下一章 上一章 目录 设置
2、少年中国说 愿以吾辈之 ...
-
亚东图书馆
众人正忙着给仲甫先生接风洗尘,几位故交谈笑风生。正在仲甫先生说到自己要创办《青年杂志》,启发国/人,尤其是年轻人的思想时,天幕再次出现。
众人停止交谈,延年、乔年也放下手中的活,专心看向天幕。
【少年中国说
愿以吾辈之青春,捍卫盛世之中华】
仲甫先生看到两个儿子来了,招呼延年道:“快,把这天幕上说的都记下来啊,上次只顾着看画面了,都忘了记词了!”说着还不忘一边招呼妻子,“你去看看有纸笔没,快啊!”
高君曼无可奈何,还好有好友提醒道:“仲甫啊,这又不是你家,弟妹怎么知道纸笔放在哪啊,你别急,我吩咐丫鬟去拿”
在一旁的延年怼道:“卓如先生的《少年中国说》我早就烂熟于心了,还用得着记!”
仲甫先生被儿子气得心头一梗,咬牙切齿说:“你就这么肯定天幕上的和卓如先生的一模一样?”
其他人见状赶紧转移话题:“仲甫啊,你刚刚才和我们说要启发青年人的思想,开启民/智,如今这天幕就出现了《少年中/国说》,看来你这步路是走对了啊!”
仲甫先生:“事实如何,还是要看看天幕怎么说啊”
易白沙:“愿以吾辈之青春,捍卫盛世之中/华。好!说得好!我们的国/家将来交到他们手中,何愁不兴啊!”
少年智则国智
少年富则国富
少年强则国强
少年自由则国自由
(伴随着小少年们铿锵有力的朗读声,画面随之出现。
一个头上布满灰尘,肤色黝黑,脸上满是黄土,衣服脏乱的少年肩上扛着沉重的大包,艰难行走。他的旁边标注着一行字“陈延年,陈X X长子”
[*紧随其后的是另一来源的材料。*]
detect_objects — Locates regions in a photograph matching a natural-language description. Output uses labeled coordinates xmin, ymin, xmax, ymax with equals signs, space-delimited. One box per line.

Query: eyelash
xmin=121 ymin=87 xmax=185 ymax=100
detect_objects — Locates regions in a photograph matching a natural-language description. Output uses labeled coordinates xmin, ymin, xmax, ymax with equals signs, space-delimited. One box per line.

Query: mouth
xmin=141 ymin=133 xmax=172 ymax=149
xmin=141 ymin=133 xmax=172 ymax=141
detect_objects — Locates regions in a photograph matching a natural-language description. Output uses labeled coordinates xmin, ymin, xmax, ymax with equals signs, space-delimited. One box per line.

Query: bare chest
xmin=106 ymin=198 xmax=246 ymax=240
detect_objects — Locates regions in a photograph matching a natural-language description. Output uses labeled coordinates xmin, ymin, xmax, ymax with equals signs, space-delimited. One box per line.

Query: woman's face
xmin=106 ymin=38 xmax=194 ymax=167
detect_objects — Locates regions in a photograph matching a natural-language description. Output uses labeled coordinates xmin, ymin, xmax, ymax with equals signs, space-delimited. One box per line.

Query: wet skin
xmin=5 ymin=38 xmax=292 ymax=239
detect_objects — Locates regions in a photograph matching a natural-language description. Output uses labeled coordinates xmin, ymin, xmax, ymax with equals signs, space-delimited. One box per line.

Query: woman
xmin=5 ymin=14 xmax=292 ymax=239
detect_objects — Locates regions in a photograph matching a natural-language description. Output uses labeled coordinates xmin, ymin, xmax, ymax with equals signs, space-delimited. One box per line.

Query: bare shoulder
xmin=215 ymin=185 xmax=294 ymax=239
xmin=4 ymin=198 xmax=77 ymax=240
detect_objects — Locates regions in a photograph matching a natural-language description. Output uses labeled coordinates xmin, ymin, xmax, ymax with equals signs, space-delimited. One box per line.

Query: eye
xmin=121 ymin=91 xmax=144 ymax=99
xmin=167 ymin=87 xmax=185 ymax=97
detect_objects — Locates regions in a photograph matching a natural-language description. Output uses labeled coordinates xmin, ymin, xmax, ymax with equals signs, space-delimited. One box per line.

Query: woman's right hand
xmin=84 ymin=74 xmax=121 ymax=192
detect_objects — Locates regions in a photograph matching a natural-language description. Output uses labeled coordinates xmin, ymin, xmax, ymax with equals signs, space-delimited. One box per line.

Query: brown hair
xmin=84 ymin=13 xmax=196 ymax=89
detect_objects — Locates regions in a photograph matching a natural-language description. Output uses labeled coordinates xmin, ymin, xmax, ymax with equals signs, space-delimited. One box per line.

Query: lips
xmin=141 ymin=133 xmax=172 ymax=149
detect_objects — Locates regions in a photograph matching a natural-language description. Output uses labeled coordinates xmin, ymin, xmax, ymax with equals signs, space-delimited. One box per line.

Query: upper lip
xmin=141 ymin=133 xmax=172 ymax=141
另一个少年也是同样的打扮,但身高比第一个稍矮一些。那大包像是要将他瘦弱的身躯压垮,但他仍旧咬牙坚持着。他的旁边标注着“陈乔年,陈X X次子”
接着出现一个将书死死抱在怀里,自己却被大雨淋湿的青年。他的旁边标注着“XX X,字X X,湖南省立第一师范学校学生”)
陈仲甫知道自己的两个儿子不依靠家里,一直在自食其力,此刻却是第一次直视自己儿子干活的场景。看到自己的儿子受苦,他作为父亲怎能不心疼,可他不能表露出来。
一旁的高君曼虽然给他们送吃食时已经见过他们这幅打扮,却也是第一次见他们做工的场景,顿时心疼万分。
其他人对这两个少年也是不忍,但更多的则是佩服他们的心性。他们身为仲甫先生的儿子,却能不依靠家中父母,不怕苦不怕累,像一个普通百姓一样在码头扛大包,不说毅力,但这不眼高手低,一视同仁的气度就远非常人能及啊!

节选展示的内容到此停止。